By Subhash K. Jha
Film: KGF, Chapter 1(dubbed in Hindi)
Cast: Yash, Srinidhi Shetty
Director: Prashanth Neel
Rating: *(1 star)
"If you bad, I am your dad" I swear I heard the messianic hero mouth this line in this messy violent exploitative film about class exploitation.
It was in a club scene right after Mouni Roy finished shaking her stuff into the camera when another fight (there are so many of them I lost count after the 9th one) broke out and the film's heroine, rich and haughty and waiting to be tamed by the peasant-class hero, dares Rocky (Kannada superstar Yash) to touch her.
Does he touch or not? We shall leave the touchy issue aside to tackle the more imminent problematic and contentious issue: why pretend to make film about the decades-old exploitation of labour in the Kolar gold mine fields when all this films purports to do is merely glorify the popular Kannada's hero's hero-giri?
Yash, who enters the overwrought and rotten plot a little after the show begins, occupies every frame with feudal ownership. The culprits are not so much the assorted villains (all avaricious landgrabbers who want all the gold in Kolar). The main villain is the abominable dubbing and editing.
In one sequence Yash tells the fuming heroine, "I was just thinking of you in the bathroom, and..."
Ok then.
The hindi dialogues are so cheesy I wondered if the film is actually a spoof on all the action-darma potboilers of the 1970s and 80s where the mother-loving outcast hero grows up hating the world and desirous of getting even with the capitalist swines.
Hell, the baddies in 'KGF' are so swinish in their demeanour you wonder how so much evil could aggregate in one place all at the same time.
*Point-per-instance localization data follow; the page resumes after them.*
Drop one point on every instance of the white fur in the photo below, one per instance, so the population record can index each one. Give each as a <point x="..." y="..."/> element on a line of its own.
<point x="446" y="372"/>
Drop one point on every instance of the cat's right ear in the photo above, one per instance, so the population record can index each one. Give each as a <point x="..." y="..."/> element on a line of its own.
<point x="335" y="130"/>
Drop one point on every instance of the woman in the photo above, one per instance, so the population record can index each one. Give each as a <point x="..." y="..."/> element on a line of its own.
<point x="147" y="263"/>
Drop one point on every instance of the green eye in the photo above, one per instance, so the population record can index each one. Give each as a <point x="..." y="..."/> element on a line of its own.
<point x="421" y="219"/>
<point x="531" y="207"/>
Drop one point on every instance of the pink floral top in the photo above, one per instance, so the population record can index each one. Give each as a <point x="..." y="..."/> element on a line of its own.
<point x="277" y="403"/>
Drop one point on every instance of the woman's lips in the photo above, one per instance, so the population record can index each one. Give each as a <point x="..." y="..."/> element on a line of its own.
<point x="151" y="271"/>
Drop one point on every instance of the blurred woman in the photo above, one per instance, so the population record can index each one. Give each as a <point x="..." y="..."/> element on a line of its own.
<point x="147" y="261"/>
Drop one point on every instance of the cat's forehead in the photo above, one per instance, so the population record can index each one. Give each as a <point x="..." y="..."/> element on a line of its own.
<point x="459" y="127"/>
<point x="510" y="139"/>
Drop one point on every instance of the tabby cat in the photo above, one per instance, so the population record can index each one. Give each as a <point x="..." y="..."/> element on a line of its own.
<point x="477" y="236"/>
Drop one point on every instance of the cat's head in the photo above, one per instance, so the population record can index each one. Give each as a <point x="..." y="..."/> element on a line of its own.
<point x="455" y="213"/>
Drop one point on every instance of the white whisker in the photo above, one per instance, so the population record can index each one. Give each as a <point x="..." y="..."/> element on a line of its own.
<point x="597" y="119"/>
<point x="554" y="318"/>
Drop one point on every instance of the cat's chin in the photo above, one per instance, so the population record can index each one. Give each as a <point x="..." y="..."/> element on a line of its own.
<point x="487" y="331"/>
They don't leer at women, though. They just want money and why not? Even Rocky our super-hero's mother urges her son to become super-rich (as though it were an option on a form) to be respected .
Going by the world that this film inhabits, the respect is not worth earning. Anarchic and obnoxious the screenplay celebrates juvenile violence when Rocky as a child is seen killing a policeman in broad daylight. You wonder if the censor board was looking the other way.
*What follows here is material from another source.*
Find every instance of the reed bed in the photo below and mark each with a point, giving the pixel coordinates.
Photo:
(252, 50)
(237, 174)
Not that the editing, which seems to have done with a butcher's knife, gives any room for thought let alone rumination. The director thinks pushing every scene into a froth of frenzy and pulling out before the characters make sense, is a sign of evolved storytelling. The narrative is so enamoured of its hecticity it gladly disposes with every modicum of continuity and logic.
By the time we approach the second-half "KGF" resembles a rollercoaster on a drunken swing. Post the badly-needed midpoint breather (suggestion: get out of the mess while you still can) has our hero joins the slave population in the mine fields while hideous looking minions of the capitalists wield the whip as their evil laughter resonates in dolby with the relish of a raucous video game invented for troubled teenagers who need to vent surplus energy .
Realizing how jumbled and jerky the storytelling looks, the director introduces Anant Nag as the narrator who leads us through the chaotic plot trying to cement the lose ends.It is like negotiating explosives in a minefield wearing spiked shoes.
In its unhealthy weakness for bullying and bloodshed "KGF" has a serious Ram Gopal Varma hangover. Almost every character wears a thick beard and an unwashed look. Whether they are on the right or wrong side is immaterial. Our hero Yash straightens out the curves in the moral arc. When it comes to blind idolization it doesn't matter which side you are on.